Saratoga, Wyoming, is a typical small town. With nearly 1,600 residents, everybody knows everyone else. And they certainly know Gene M. Smith.
It’s not just that Smith has pastored Platte Valley Christian Center Assembly of God for the past 25 years. It’s that he has linked arms with other local pastors to bring Christ’s love to the community.
Smith, 63, did not envision this kind of outreach a quarter century ago. He and his wife, Nikko, 53, were busy pastoring in Big Spring, Texas. Seeking God’s will for their future, he resigned his position without knowing where to go. Then they got the call to pastor Platte Valley.
In 1997, the Smiths moved to Saratoga with their three young children: Cameron, Timothy, and Lydia.
The Assemblies of God pastor identified his purpose at Platte Valley: to make it a healing center in the community. The church is well known for its loving care, such as welcoming marginalized immigrants to its services and handing out food boxes to needy people.
But God led the couple to a broader outreach outside the church. The Smiths have engaged in extracurricular sports with children and youth in Saratoga. In addition, they have been involved in children’s camps and youth conventions in the AG’s Wyoming Ministry Network.
But the most far-reaching impact Smith has made has been through the Platte Valley Ministerial Association, an interdenominational group of pastors from local churches. After he moved to town, Smith called each pastor with an invitation to monthly gatherings for prayer and mutual support.
In time, Smith became president of the association, and pastors from all seven local churches participate in its extensive outreach. This includes appearing at town council meetings; sponsoring the Platte Valley Food Pantry; and providing assistance with rent, mortgage payments, and utilities to those in need.
The association’s involvement creates an attachment between the ministers and residents in Saratoga.
“In smaller communities, many people, even if they do not walk in the door of your church, may consider you their pastor or your church their home church,” Smith says. “And so we end up becoming pastors to our local community.”

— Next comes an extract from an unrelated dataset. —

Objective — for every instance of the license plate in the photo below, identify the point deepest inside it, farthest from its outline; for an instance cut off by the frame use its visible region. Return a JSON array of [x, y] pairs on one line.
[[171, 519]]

This attachment has carried over into Saratoga’s school system. Smith and the association have established open communication and trust with principals, staff, students, and the superintendent of schools.
With their help and the full support of parents, the association developed a volunteer interfaith baccalaureate service. Families and clergy gather in the community center for a service focusing on salvation in Christ and blessing the graduates.

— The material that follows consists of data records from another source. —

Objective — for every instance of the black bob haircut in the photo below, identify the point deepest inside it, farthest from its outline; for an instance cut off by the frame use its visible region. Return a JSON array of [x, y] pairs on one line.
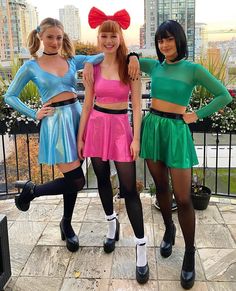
[[172, 28]]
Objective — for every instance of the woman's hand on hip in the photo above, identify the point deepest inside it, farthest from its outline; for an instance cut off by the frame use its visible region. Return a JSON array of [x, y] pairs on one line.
[[190, 117], [45, 111]]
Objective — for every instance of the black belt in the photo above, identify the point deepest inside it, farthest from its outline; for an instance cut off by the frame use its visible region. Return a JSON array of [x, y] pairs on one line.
[[166, 114], [110, 111], [65, 102]]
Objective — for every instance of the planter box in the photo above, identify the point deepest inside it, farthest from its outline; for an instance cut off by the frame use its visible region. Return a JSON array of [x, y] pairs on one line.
[[201, 200], [5, 267]]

“It’s motivational in nature, but also just a simple witness of the gospel to our students before they leave the community,” Smith says.
Having logged in 25 years ministering in Saratoga, Smith says he is sustained through relationships — with the Lord, with his wife and children, and with his fellow pastors. He regards them as friends who keep him on an even keel.

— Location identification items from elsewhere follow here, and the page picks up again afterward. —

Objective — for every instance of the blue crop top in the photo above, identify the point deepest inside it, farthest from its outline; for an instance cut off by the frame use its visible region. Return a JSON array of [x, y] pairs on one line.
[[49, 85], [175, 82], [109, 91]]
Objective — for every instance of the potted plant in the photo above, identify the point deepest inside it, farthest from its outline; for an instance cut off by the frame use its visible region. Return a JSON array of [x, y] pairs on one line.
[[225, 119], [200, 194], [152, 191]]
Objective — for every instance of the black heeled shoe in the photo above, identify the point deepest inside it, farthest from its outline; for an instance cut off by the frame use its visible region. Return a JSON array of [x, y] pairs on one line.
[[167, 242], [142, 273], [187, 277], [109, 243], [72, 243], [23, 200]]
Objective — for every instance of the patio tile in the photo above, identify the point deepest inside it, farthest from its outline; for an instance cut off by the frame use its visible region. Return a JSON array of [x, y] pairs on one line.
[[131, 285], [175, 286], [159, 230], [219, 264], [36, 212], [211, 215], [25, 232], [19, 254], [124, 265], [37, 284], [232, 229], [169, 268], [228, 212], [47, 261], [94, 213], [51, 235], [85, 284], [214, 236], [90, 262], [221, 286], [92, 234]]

One of them is Steve Niccolls, pastor of First Presbyterian Church in Saratoga. For nearly seven years, he has been part of the association along with Smith.
“He is a very devoted man of God,” Niccolls says of Smith. “He is definitely a person who is community oriented and trying to spread the good news of salvation through Jesus Christ throughout the Platte Valley region.”
Smith is content with the joy he receives in serving others and pointing them toward heaven.
“I’m happy in my heart to help someone, especially if they come to know Jesus as their Savior,” Smith says.